Figure 4 shows pooled frequency response results across all ten subjects by organ, for (a) liver and (b) spleen. Two peaks are again present, and the mass of the second peak increases with frequency, with peaks at 0.035, 0.05, 0.05, and 0.07 for 30, 40, 50 and 60 Hz respectively. The doubling of the peak from 0.035 to 0.07 coincides well with the doubling of the driving frequency from 30 to 60 Hz. These values correspond to wavespeed estimates of between 1.7 m/s and 2 m/s respectively.
The more diffuse higher liver peaks were 0.06, 0.07, 0.08 and 0.1 of normalized frequency respectively(wavespeeds 1 and 1.2 m/s). In all cases the low-regime peak remained between $$$\omega_{0} = 0.01$$$ and $$$\omega_{0} = 0.02$$$, which corresponded to a wavespeed of $$$\approx$$$6.7 m/s.
[1] Manduca, A., Oliphant, T.E., Dresner, M.A., Mahowald, J.L., Kruse, S.A., Amromin, E., Felmlee, J.P., Greenleaf, J.F. and Ehman, R.L., 2001. Magnetic resonance elastography: non-invasive mapping of tissue elasticity. Medical image analysis, 5(4), pp.237-254.
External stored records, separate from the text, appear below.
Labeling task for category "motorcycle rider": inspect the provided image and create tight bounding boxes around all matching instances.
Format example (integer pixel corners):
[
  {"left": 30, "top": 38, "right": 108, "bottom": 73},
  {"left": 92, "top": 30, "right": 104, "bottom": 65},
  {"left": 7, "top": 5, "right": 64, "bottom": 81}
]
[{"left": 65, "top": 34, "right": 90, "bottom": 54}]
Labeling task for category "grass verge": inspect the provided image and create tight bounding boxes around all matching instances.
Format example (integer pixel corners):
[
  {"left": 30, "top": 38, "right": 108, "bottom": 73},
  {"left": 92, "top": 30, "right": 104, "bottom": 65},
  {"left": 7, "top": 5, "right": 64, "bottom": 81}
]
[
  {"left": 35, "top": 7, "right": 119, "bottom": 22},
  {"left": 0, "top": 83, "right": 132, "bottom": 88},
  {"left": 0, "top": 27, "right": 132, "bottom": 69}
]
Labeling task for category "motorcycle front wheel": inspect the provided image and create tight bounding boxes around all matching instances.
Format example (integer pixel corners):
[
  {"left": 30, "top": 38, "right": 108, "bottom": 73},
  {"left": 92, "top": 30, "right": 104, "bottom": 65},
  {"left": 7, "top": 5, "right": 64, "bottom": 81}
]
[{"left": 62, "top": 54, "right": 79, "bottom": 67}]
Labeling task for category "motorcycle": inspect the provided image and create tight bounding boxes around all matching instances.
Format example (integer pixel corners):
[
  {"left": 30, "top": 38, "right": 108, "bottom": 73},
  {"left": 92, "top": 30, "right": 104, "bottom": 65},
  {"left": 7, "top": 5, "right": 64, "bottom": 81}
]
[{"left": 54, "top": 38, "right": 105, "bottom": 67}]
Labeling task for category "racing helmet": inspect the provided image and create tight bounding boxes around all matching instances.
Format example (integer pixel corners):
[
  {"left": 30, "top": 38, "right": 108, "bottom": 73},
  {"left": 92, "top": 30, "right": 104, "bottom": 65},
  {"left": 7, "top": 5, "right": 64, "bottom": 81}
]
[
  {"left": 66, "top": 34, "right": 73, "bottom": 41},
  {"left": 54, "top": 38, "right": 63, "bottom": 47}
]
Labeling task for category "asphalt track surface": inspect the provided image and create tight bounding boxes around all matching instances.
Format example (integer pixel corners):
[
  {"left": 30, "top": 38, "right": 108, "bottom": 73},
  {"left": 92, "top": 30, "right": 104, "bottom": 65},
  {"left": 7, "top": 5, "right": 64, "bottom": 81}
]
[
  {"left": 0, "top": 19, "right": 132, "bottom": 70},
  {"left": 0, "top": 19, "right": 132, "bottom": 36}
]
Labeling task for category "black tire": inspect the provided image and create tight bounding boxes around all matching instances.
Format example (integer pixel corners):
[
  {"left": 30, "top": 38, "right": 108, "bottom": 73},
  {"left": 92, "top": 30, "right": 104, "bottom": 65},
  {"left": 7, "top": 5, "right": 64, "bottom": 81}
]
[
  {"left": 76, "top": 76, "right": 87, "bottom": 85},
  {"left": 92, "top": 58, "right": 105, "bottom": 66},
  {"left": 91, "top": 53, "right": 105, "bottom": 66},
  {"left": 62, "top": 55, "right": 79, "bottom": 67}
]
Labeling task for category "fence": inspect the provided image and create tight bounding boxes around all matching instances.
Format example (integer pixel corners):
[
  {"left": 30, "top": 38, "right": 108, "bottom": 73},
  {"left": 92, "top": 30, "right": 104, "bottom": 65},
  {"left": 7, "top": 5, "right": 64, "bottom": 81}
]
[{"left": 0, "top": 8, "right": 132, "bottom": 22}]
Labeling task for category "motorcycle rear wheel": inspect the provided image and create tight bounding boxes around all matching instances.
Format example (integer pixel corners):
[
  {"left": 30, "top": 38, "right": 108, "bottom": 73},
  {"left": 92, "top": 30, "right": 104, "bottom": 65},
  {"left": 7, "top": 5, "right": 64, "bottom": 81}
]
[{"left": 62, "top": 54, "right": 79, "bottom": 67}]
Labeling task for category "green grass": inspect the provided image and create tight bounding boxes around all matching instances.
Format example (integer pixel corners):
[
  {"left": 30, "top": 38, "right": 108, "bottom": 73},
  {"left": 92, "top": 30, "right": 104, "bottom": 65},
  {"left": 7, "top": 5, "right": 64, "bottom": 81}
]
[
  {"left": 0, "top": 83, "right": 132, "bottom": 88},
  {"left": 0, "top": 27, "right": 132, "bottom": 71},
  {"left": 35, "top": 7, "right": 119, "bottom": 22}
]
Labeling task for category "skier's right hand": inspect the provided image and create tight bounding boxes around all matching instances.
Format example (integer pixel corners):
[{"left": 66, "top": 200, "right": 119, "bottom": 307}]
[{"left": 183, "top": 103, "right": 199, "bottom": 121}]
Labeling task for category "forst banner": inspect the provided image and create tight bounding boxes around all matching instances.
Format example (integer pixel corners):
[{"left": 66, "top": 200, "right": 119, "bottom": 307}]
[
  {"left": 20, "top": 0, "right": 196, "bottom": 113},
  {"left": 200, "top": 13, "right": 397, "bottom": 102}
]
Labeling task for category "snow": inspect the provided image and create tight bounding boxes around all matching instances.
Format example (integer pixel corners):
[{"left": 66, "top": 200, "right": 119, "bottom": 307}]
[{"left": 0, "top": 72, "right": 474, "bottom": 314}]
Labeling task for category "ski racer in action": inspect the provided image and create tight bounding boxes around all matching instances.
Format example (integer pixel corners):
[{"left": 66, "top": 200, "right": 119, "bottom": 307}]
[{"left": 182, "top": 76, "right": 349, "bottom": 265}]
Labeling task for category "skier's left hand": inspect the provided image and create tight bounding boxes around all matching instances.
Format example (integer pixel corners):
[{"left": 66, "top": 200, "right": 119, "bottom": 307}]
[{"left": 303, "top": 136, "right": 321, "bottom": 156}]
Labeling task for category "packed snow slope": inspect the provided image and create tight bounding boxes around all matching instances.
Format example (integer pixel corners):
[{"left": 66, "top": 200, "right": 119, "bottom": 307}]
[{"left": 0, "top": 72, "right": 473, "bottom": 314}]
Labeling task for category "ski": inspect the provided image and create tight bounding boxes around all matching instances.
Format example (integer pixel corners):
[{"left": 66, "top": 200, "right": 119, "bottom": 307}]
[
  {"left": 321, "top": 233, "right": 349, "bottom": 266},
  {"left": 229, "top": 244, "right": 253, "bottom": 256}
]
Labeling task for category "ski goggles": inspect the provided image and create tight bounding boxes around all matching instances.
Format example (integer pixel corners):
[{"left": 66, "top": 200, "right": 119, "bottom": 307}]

[2] Berryman, J.G., 1980. Confirmation of Biot’s theory. Applied Physics Letters, 37(4), pp.382-384.
[3] Dai, Z., Peng, Y., Mansy, H.A., Sandler, R.H. and Royston, T.J., 2014. Comparison of poroviscoelastic models for sound and vibration in the lungs. Journal of vibration and acoustics, 136(5), p.050905.
[4] Jenkinson, M., 2003. Fast, automated, N‐dimensional phase‐unwrapping algorithm. Magnetic resonance in medicine, 49(1), pp.193-197.